Il fascino eterno di Roma tra le incisioni di Piranesi e le fotografie di Basilico [FOTO]

La nuova mostra al Museo Ettore Fico fino al 14 luglio indaga la poetica urbana e concettuale degli spazi cittadini in trasformazione

Il fascino eterno di Roma tra le incisioni di Piranesi e le fotografie di Basilico [FOTO]

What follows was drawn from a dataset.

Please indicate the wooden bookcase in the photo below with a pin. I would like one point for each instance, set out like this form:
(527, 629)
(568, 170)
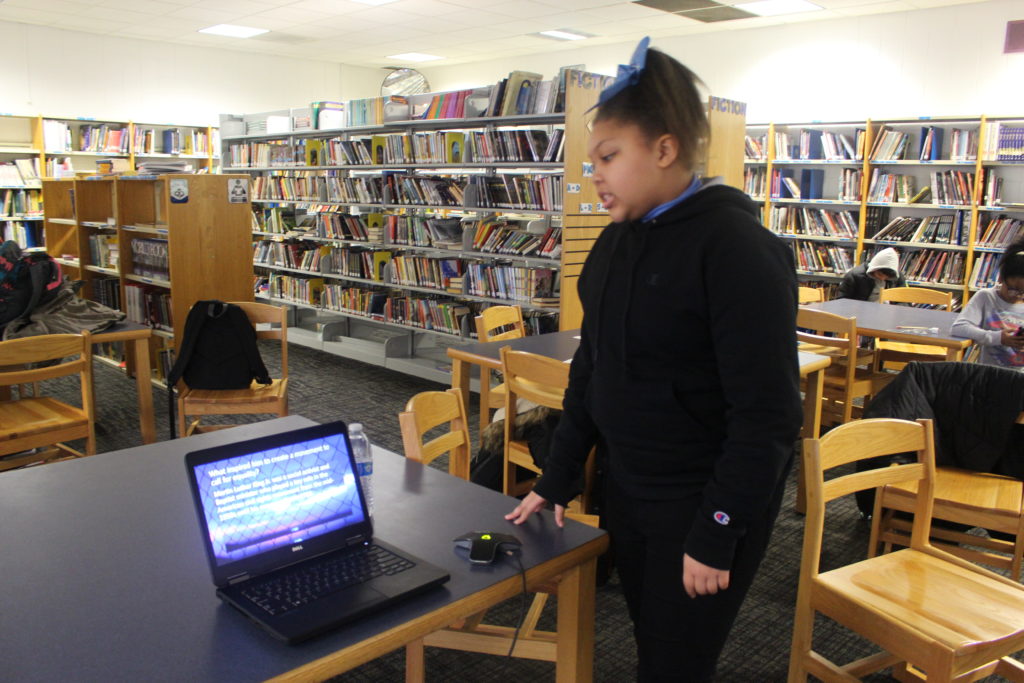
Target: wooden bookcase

La visione architettonica della Città Eterna nel Settecento ripresa in uno scatto contemporaneo. È questo il dialogo imbastito al Museo Ettore Fico tra le incisioni di Giovan Battista Piranesi e il grande fotogrago Gabriele Basilico, che prende le mosse dalla mostra della Fondazione Cini di Venezia nel 2010. “Viaggi e vedute: da Roma a Shangai” (visitabile fino al 14 luglio) ne propone una sezione, arricchita di altre cinquanta opere frutto dei viaggi per il mondo dell'autore, che esaminano la poetica urbana e concettuale delle diverse città immortalate.

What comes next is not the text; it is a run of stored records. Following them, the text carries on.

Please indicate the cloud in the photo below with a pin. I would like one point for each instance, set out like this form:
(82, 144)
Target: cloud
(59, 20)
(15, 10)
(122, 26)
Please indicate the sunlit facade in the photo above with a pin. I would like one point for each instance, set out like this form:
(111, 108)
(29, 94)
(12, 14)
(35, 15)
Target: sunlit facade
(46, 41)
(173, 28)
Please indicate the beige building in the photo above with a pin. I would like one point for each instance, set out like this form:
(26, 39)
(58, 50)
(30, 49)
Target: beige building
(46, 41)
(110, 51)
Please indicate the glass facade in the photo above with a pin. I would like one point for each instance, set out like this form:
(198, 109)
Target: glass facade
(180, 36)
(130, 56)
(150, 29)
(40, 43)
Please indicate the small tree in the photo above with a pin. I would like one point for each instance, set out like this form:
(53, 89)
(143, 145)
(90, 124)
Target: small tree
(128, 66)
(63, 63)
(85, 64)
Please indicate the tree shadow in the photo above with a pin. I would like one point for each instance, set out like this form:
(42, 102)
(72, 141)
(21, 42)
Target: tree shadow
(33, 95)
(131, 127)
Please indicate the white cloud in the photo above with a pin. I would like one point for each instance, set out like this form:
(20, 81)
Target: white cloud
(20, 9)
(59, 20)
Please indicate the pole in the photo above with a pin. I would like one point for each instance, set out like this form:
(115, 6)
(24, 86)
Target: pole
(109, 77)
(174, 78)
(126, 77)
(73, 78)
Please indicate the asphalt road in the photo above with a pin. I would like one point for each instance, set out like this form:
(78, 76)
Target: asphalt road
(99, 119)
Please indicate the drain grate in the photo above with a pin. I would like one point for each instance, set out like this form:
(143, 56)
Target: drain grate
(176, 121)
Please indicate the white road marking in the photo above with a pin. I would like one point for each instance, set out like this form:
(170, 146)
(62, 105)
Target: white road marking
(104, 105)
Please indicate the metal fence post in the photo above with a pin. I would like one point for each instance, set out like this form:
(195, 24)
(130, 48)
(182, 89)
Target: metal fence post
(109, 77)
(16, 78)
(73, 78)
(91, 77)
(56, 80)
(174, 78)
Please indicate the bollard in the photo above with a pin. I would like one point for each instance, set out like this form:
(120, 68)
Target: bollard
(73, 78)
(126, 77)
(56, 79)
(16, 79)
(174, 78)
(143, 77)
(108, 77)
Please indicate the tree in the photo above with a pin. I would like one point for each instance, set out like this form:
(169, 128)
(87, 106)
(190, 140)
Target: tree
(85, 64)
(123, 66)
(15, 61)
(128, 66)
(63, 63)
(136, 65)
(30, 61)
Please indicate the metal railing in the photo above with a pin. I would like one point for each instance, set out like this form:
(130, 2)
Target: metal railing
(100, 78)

Un progetto molto ambizioso che avevo in mente da diversi anni”, commenta il direttore Andrea Busto. Le vedute di Piranesi di alcuni luoghi-simbolo di Roma – da Castel Sant'Angelo a piazza del Popolo, dalla basilica di Santa Maria Maggiore alla Fontana di Trevi – sono state riproposte da Basilico con una fotografia che indaga i suoi ambiti di ricerca privilegiati, dalle stesse angolature scelte dall'incisore. Uno stile rigoroso e documentaristico che tiene conto dei mutamenti sociali e storici nelle differenti stratificazioni attraversate dall'ambiente in rapporto con l'uomo che lo abita.

L'allestimento presenta, quindi, nel lungo corridoio centrale, le incisioni romane di Piranesi accanto alle foto di Basilico. Dal questo corpus principale si snodano quattro sottosezioni dedicate ciascuna a un tema specifico della poetica urbanistica di Basilico: le fabbriche delle grandi città industriali novecentesche; i porti e gli autoporti di Genova, Trieste, Anversa o Barcellona, sulla scia dei vedutisti veneti; le megalopoli in continua trasformazione che sembrano esplodere in un reticolato di strade ed edifici; la visione geometrica e straboscopica della città secondo le linee del costruttivismo.

Una narrazione continua che restituisce il fil rouge di un'indagine quarantennale: la descrizione della realtà in contesti geograficamente distanti eppure riflessi l'uno nell'altro, in una mai interrotta proliferazione di case, abitanti, paesaggi e orizzonti.